Dube's parents live in a tidy brick and white-sided house in Orono. A young man who answered the door Tuesday said the family didn't want to talk and closed the door.
Dube's attorney, Stephen Smith, did not immediately return a call for comment.
Dube had worked for The Getchell Agency, an organization that cares for people with disabilities in Bangor, since June until he quit last week. The agency's CEO, Rena Getchell, said in an email to The Associated Press that his background check and employee reviews were satisfactory.
"He gave us no reason to believe that he might be capable of this crime," she said. "This is devastating news to us as we truly are a family."
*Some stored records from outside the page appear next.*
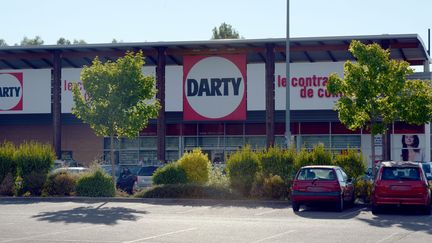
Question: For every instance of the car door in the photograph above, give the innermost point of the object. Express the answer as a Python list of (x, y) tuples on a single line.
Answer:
[(346, 185)]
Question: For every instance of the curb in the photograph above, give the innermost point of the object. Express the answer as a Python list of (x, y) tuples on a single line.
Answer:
[(141, 200)]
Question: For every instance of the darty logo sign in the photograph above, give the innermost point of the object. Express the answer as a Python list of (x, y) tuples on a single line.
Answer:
[(11, 92), (214, 87)]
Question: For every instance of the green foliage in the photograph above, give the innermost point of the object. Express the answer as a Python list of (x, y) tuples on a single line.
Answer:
[(218, 178), (34, 161), (188, 191), (119, 98), (242, 167), (278, 161), (7, 161), (95, 184), (376, 93), (7, 185), (170, 174), (196, 165), (351, 162), (60, 184), (225, 31), (363, 189), (318, 156), (37, 41)]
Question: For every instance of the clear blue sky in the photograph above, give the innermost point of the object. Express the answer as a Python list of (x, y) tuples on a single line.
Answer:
[(99, 21)]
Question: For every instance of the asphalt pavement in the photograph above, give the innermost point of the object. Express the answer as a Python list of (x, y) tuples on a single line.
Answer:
[(105, 220)]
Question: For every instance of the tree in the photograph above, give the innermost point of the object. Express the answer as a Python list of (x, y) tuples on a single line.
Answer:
[(225, 31), (119, 98), (3, 43), (37, 41), (375, 92), (63, 41)]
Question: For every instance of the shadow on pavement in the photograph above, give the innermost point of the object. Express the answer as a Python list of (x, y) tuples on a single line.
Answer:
[(92, 215), (407, 218), (327, 211)]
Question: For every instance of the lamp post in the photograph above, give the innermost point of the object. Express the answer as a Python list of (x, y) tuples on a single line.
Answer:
[(287, 86)]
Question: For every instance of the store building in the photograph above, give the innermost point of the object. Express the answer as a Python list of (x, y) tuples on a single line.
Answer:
[(218, 95)]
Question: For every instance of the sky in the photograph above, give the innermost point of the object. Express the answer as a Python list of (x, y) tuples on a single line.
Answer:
[(99, 21)]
The body believed to be Nichole's was found about 9:30 p.m. Monday by a warden who was searching the woods with a dog, officials said. The medical examiner took possession of the body to make a positive identification and issue a ruling on how she died.
Nichole's mother, Kristine Wiley, said after she disappeared that Nichole had said she was going out to meet someone she knew from Facebook. But Wiley said she didn't know the identity of the person.
Dozens of law enforcement officers, using aircraft and dogs, and hundreds of civilian volunteers spent days searching for the teen.
Penobscot County Sheriff Glenn Ross urged parents to keep an eye on their children's online activities.
"This reminds us that parents should have oversight of Internet activities of their children. They should monitor what's going on and then use normal precautions that we all know, as far as how much information we provide," Ross said.
Cable's stepfather, Jason Wiley, said Tuesday that he and Kristine Wiley were still processing Tuesday's news and would take reporters' questions on Wednesday.